Ainsi, l’enfant mourra et sera accueilli directement au Paradis où « Dieu fait règner la joie et le rire » ( Gozo y rizo). ie : récompensé pour sa bonté et sa charité (le partage spontané du pain), il sera délivré de l’emprise du mal et du malin, et accédera au royaume de Dieu, en évitant une vie de souffrance. Au passage, on note bien ici dans le culte marial, cette idée que la vierge (plus humaine par nature) peut intercéder directement auprès du Christ puisque le poète médiéval nous conte, dans ce Miracle de la Cantiga de Santa Maria 139, qu’elle le fait même directement et à haute voix.

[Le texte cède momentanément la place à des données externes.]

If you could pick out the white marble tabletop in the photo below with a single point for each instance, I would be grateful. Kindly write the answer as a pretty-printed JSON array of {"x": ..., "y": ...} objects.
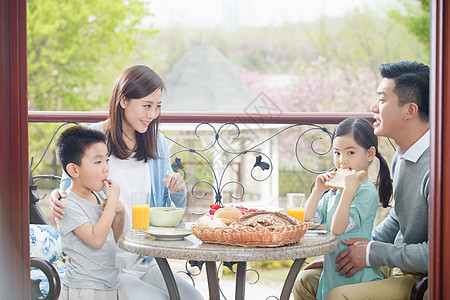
[{"x": 314, "y": 243}]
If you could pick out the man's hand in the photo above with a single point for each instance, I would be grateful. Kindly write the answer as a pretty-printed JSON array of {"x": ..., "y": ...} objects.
[{"x": 352, "y": 259}]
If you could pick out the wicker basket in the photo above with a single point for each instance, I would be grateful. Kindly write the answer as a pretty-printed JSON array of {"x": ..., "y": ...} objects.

Maravillosos et piadosos et mui Fremosos miragres faz Santa Maria, a que nos guia Ben noit’ e dia et nos dá paz
E d’est’ un miragre vos contar quero Que en Frandes aquesta Virgen fez Madre Deus, maravillos’ et fero, por Hua dona que foi hua vez A sa eigreja d’ esta que seja Por nós et veja-mola sa faz No parayso, u Deus dar quiso Goyo et riso a quen lie praz
Maravillosos e piadosos ….
A questa dona leuou un menynno Seu fillo, sigo, que en offrecon Deu aa Virgen, mui pequenynno Que de mal ll’ o guardass’ e d’ oqueijon Et lle fezesse per que disesse Sempr’ e soubesse den ben assaz Que, com’ aprendo, seu pan comendo Foi mui correndo, parouss’ en az
Maravillosos e piadosos ….
Cabo do Fillo daquela omagen E diss’ o menynno: « Queres papar? » Mais la figura da Virgen mui sagen Diss’ a seu Fillo: « Dille sen tardar Que non ss’espante, mais tigo jante U sempre cant’ e aja solaz E seja quito do mui maldito Demo que scrito é por malvaz. »
Maravillosos e piadosos ….
Quand’ esto diss’, a omagen de Christo
Respos ao menynno: « Pparas Cras mig’ en Ceo; e que me visto Ouveres, senpre pois migo seerás U ouças, que chanto e mal desfaz. » Esto comprido foi, e transsido E moç e ydo a Deus viaz
Maravillosos e piadosos ….
En vous souhaitant une bonne écoute et une belle journée.